Sandisk Corp is actively pursuing extended supply agreements with data center operators as AI-driven demand alters the dynamics of the NAND flash market, CEO David Goeckeler said Wednesday at Bernstein's TMT Forum. The company is working to replace the industry's conventional quarterly pricing focus with multi-year arrangements that provide both demand visibility and commercial attractiveness.
Goeckeler described the evolution of these deals from short-term price negotiation tools into mechanisms designed to guarantee supply as data center customers increasingly dominate NAND consumption. Sandisk now expects the data center segment to be the largest market for NAND flash in calendar 2026, a shift reflected in the company’s internal growth forecasts, which have risen from mid-20% to mid-to-high 60% over two forecast cycles.
Operationally, the company said the transition is already visible in recent results. Sandisk reported a 64% sequential increase in data center sales in the latest quarter, following a prior period that showed low-to-mid 20% growth. Those trends, management said, are driving a need for more predictable supply arrangements.
Hyperscalers are providing demand forecasts stretching into 2028, prompting Sandisk to negotiate contract terms that range from one to five years. Goeckeler emphasized the dual objective of securing attractive economics while ensuring business sustainability. He said management plans to construct a mix of fixed and variable pricing structures so the portfolio can perform under differing market conditions.
CFO Luis Visoso added that allocation priority during tight supply periods will favor customers willing to commit on longer time horizons, while customers that opt to maintain quarterly negotiations may encounter constrained availability.
On capacity and technology roadmaps, Sandisk reaffirmed its investment plan targeting mid-to-high teens bit growth. The company expects to exit fiscal 2026 with BiCS8 as its predominant technology node. Goeckeler addressed market speculation about accelerating BiCS10 deployment, stating that existing capacity plans are sufficient and that the company is not moving up BiCS10 acceleration to meet demand.

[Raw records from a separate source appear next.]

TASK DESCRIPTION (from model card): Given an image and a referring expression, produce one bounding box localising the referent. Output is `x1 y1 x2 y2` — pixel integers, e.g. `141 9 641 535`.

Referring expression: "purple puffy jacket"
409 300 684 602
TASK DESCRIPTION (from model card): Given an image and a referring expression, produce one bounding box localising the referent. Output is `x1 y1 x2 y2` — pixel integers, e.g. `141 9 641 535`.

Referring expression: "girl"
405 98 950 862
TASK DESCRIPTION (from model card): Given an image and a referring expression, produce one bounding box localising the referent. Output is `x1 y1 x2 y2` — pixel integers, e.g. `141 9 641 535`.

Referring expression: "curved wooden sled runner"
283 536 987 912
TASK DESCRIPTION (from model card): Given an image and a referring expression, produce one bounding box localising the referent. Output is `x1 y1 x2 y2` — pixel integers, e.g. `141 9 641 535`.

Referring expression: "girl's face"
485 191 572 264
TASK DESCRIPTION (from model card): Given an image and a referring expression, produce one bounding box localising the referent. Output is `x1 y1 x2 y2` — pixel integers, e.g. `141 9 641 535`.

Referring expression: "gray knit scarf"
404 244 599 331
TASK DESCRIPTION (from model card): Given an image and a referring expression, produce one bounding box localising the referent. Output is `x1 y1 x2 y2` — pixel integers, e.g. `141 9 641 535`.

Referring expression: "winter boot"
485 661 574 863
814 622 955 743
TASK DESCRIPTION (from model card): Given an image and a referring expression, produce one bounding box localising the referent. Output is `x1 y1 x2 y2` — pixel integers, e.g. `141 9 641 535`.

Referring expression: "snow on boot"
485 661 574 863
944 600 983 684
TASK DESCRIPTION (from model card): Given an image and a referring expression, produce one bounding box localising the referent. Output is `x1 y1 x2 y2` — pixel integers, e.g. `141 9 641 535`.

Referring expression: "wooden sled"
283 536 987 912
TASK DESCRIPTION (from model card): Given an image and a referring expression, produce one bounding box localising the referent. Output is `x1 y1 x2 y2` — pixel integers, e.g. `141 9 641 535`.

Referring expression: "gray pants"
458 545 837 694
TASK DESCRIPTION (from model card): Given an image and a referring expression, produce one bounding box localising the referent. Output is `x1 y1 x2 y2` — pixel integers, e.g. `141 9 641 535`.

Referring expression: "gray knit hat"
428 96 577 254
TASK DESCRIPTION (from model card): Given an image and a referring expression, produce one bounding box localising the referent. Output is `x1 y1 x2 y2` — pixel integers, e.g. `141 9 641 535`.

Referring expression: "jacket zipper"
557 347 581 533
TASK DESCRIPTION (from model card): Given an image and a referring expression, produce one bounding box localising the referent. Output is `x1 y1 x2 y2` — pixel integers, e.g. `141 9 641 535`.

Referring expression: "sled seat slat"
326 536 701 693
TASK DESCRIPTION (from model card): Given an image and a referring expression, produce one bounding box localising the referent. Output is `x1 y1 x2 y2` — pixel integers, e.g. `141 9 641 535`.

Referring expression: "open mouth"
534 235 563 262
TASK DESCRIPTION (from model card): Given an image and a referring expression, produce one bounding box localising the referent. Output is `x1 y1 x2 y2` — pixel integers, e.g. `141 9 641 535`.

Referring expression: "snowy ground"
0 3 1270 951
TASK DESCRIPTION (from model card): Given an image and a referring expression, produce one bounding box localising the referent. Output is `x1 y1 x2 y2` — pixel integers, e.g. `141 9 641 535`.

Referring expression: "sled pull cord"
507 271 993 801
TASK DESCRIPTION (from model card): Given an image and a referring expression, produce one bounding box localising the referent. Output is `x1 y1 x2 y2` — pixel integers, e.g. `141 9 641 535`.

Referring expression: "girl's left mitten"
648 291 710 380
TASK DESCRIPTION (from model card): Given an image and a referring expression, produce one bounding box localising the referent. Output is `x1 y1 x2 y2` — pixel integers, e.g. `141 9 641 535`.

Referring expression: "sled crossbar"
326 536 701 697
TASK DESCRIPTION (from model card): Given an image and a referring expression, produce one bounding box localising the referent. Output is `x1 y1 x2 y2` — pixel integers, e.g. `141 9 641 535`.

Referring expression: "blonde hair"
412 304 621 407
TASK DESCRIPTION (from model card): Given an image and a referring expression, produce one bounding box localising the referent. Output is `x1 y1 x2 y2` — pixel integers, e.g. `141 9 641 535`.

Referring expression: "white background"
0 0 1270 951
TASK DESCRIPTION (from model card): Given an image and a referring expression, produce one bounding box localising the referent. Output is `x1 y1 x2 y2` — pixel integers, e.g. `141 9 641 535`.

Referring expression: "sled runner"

Sandisk reported holding roughly 25% share in the edge computing market and said it is broadening its enterprise solid-state drive portfolio. The company is qualifying new enterprise SSDs with hyperscalers, including a 128 terabyte QLC drive codenamed Stargate, which has not yet begun revenue shipments.
In parallel, Sandisk is developing a high-bandwidth flash technology in collaboration with SK Hynix aimed at inference workloads in AI applications. Management described the technology as offering 10 times the density of alternative approaches. Sandisk expects prototype dies to be available by late 2026, with customer testing systems coming approximately one year later.
To secure manufacturing throughput, Sandisk extended its joint venture with Kioxia for an additional five years, locking in capacity through 2034. Management said the extended partnership allows Sandisk to invest in research and development at levels comparable to the largest market-share competitors while preserving cost leadership.
The company’s strategic moves - pursuing multi-year contracts, refining its product pipeline and extending manufacturing partnerships - reflect a concerted effort to align commercial terms and capacity with the changing demand profile driven by AI workloads. Management’s comments underline a deliberate push to balance supply assurance for hyperscalers with financial discipline across market cycles.